Ma un inno è un inno e in qualche modo i cittadini di uno stato, quando risuona, vi si raccolgono. Anche di recente, alla conferenza, agli “stati generali” di villa Pamphilj, nel giugno scorso l’inno di Mameli ha fatto la sua parte fornendo uno spunto ad “effetto” alla non tanto amata Ursula Gertrud von der Leyen, Presidente della Commissione Europea, che ha pronunciato in italiano la frase: «Grazie a voi l’Europa s’è desta». Visto come stanno andando le cose in Europa, quello della von der Leyen va preso più come un auspicio che come una presa d’atto, anche perché di “desto” nell’Europa economica e monetaria pare ormai rimasto solo l’interesse nazionale. Purtroppo, per tutti, pare che sia sempre più difficile riuscire ad affrontare le tante questioni che attanagliano la vita economica e sociale dei cittadini europei, e non solo, con uno sguardo che vada oltre l’immediato presente.

Ancora una volta pesano i tanti difetti di quegli accordi che portarono alla moneta unica. Inutile dire che grazie all’euro, e alle sue discutibili regole, l’Europa si è salvata da tanti disastri sia come spazio economico comune che come singoli stati aderenti. Altrettanto vero è che tante opportunità di sviluppo e di crescita qualitativa oltre che quantitativa sono state perse.

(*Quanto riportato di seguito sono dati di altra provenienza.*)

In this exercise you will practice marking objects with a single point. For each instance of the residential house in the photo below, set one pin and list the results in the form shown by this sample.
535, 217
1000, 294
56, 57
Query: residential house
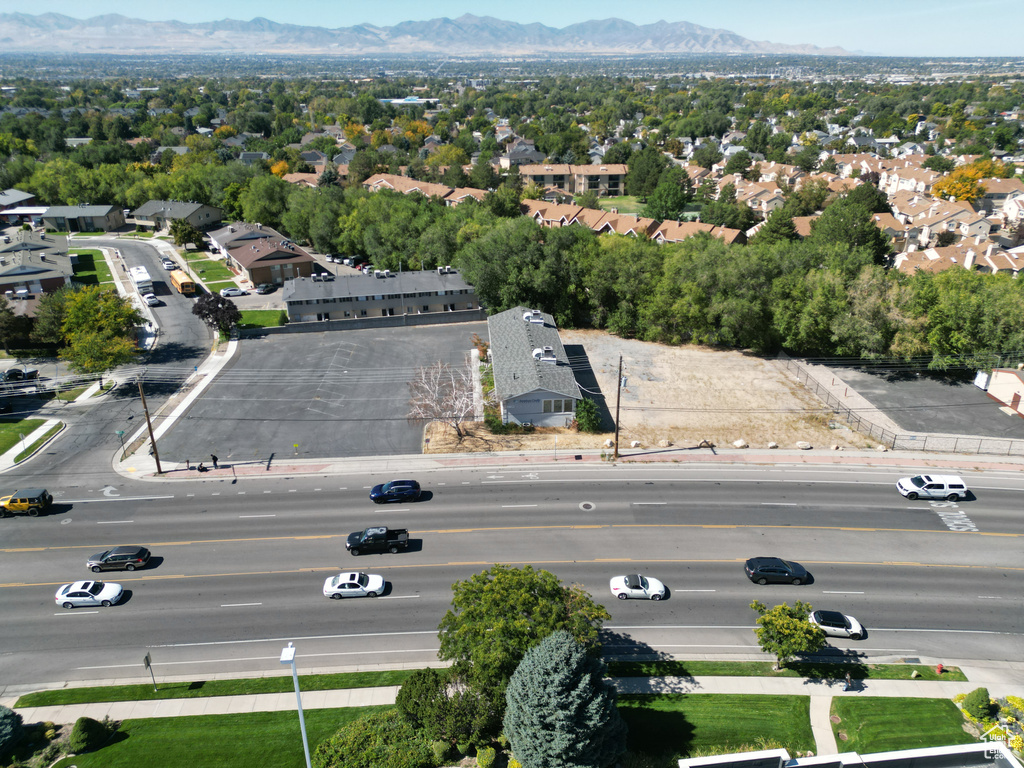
382, 294
160, 213
270, 260
83, 218
534, 379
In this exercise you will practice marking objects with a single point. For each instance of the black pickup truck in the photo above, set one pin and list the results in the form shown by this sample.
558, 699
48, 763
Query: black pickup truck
378, 539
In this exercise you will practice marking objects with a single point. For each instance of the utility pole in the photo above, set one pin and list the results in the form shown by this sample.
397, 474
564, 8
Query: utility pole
619, 397
148, 425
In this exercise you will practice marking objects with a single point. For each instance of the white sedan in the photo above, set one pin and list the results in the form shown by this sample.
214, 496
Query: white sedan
835, 624
353, 585
83, 594
634, 585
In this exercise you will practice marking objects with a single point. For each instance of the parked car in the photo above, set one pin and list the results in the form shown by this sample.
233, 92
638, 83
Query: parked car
950, 487
395, 491
30, 501
835, 624
20, 374
353, 585
119, 558
774, 570
87, 594
637, 586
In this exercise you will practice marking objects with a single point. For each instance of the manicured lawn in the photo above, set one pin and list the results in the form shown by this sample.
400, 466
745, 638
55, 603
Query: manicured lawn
764, 669
34, 446
679, 725
877, 724
624, 204
259, 739
91, 268
9, 431
213, 688
263, 317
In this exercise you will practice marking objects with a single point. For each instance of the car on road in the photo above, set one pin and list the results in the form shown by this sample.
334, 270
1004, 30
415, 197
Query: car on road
86, 594
637, 586
30, 501
950, 487
835, 624
395, 491
353, 585
20, 374
774, 570
119, 558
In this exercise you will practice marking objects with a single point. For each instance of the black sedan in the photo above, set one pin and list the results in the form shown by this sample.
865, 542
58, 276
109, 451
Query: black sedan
774, 570
395, 491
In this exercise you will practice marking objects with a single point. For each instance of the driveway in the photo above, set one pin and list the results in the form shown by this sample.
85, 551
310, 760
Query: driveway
310, 395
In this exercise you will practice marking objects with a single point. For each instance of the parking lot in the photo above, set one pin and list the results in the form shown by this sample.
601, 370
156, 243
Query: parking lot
316, 395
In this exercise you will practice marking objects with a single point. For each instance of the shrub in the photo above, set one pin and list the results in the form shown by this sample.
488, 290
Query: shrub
977, 704
10, 728
440, 751
87, 735
588, 417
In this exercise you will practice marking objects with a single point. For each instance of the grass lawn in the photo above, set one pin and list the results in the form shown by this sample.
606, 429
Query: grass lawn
91, 268
258, 739
625, 204
9, 431
213, 688
35, 444
877, 724
764, 669
263, 317
680, 725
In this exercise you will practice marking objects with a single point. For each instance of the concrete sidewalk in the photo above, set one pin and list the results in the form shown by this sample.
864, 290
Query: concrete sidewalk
820, 692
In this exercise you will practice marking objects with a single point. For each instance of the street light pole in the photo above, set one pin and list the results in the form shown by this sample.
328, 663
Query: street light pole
288, 656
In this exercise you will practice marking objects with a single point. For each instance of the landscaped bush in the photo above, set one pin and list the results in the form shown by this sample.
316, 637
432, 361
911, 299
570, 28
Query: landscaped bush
87, 734
384, 738
10, 728
978, 705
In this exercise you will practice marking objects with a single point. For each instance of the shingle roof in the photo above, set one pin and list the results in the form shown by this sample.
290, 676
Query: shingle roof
516, 371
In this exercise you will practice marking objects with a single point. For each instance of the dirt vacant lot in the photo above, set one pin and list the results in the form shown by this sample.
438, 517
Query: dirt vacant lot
682, 395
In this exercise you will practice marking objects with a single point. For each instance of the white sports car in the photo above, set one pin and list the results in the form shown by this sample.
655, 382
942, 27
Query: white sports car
634, 585
353, 585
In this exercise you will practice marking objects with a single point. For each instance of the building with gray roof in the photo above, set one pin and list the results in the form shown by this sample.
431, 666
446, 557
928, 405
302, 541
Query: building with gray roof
534, 380
382, 294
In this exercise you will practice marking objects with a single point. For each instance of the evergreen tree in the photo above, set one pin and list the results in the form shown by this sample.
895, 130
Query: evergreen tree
560, 713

In Europa sono ancora troppe le differenze istituzionali e organizzative tra i singoli sistemi statali tanto da essere elemento “frenante” per tutti nonostante qualcuno, qualche governo, le rivendichi tanto da considerarle un elemento “propulsivo” per il proprio isolato sviluppo.

Sono passati vent’anni dall’introduzione della moneta unica e non c’è nessun accenno, non emerge nessun tentativo di andare verso una armonizzazione dei singoli sistemi economici e amministrativi e gli stati e i loro governi sono ingabbiati nel riproporsi dell’eterno quesito: essere o non essere uniti.

Ma veniamo ai punti dolenti dai quali si dovrebbe ripartire e che invece la politica ignora.

Innanzitutto, la diversità dei sistemi fiscali. È a nostro avviso drammatico che questa questione riemerga solo perché c’è una trattativa sul recovery fund e che il Governo italiano sia costretto ad usarla come “strumento di scambio” nei confronti di quelli che sono stati definiti paesi “frugali”. Eppure da tempo la questione è stata sollevata se pur a bassa voce (quando i grandi gruppi industriali hanno scelto di stabilire le loro sedi legali in Olanda o in Irlanda), ma nulla è stato per tempo proposto per superare l’assurda situazione della coesistenza, in uno spazio economico comune, di situazioni che rimandano a veri e propri paradisi fiscali. È vero che anche in Italia si ripropone periodicamente una premialità fiscale e contributiva per le aziende che investono in alcune aree del Paese nel tentativo di diminuire il divario tra nord e sud, ma l’Europa ci ha contestato e sanzionato.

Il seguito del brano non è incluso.